“Esse caminho era conhecido como ‘Faixa de Gaza’. Sempre foi abandonado, perigoso. Agora, venho andar de bicicleta três vezes por semana aqui”, diz o músico e ex-apresentador Luiz Thunderbird, 61, que na manhã do último dia 4 pedalava pelo futuro Parque Bruno Covas, na altura do Panamby. A inauguração está marcada para junho, mas eventuais interessados — como o carismático “Thunder” — já podem frequentar a nova área de lazer da cidade, ainda com obras em curso.

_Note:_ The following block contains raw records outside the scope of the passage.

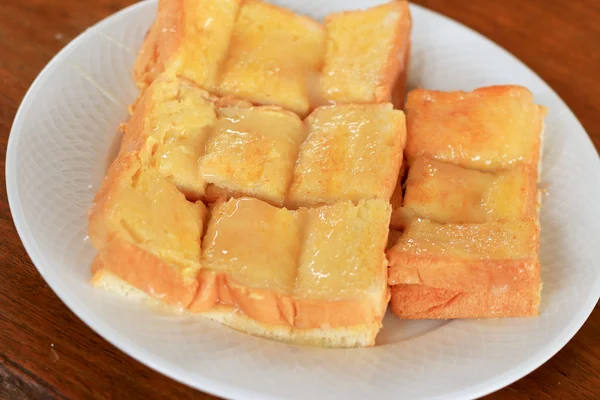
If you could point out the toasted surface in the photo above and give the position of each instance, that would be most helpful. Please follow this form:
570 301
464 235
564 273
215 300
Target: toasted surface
446 193
273 57
351 336
146 232
253 151
491 128
238 241
293 284
467 258
190 39
421 302
367 54
352 152
171 124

O parque terá aproximadamente 650 000 metros quadrados (ou 40% do Ibirapuera) e ocupará a margem oeste do Rio Pinheiros (o lado do Morumbi) entre as pontes João Dias e Cidade Jardim. Um segundo trecho, até a ponte do Jaguaré, deve ficar pronto no fim do ano. Tudo feito só com dinheiro privado: 58 milhões de reais, investidos por um grupo de empresários com negócios na região, que vai explorá-lo até 2025. Na prática, claro, a ideia só se tornou viável graças ao projeto de 2,8 bilhões de reais de despoluição do rio, que saneou 558 000 imóveis na bacia do Pinheiros nos últimos dois anos e meio. Ou seja, 1,5 milhão de pessoas, o equivalente à população de Porto Alegre, deixou de despejar esgoto em suas águas, cuja mudança no aspecto — e no cheiro — é evidente.
Antes uma “Faixa de Gaza”, a ciclovia do parque ganhou o mesmo acabamento da pista que funciona na margem oposta, recuperada nos últimos anos. Com uma diferença: enquanto a via que fica junto ao trem da CPTM só permite a entrada de bicicletas, o novo parque será aberto a pedestres, skatistas, patinetes e até animais domésticos — haverá uma área de 4 000 metros quadrados especialmente dedicada à diversão dos pets. Terá mais cafés, restaurantes e lojas: serão cinquenta pontos comerciais, enquanto a margem oposta tem vinte.
Uma pista de corrida vai acompanhar toda a extensão da ciclofaixa. O percurso será preenchido por parquinhos, espaços de convivência, banheiros, totens para encher garrafas d’água, pista de skate, um mirante flutuante e quadras de basquete e beach tênis (veja o mapa abaixo). Vai englobar, ainda, a futura Usina SP, uma empreitada de cerca de 550 milhões de reais (também privados) que transformará a Usina de Traição em um complexo multiúso moderno — uma das sócias é a JHSF, autora de projetos como o shopping Cidade Jardim e a Fazenda Boa Vista, no interior do estado.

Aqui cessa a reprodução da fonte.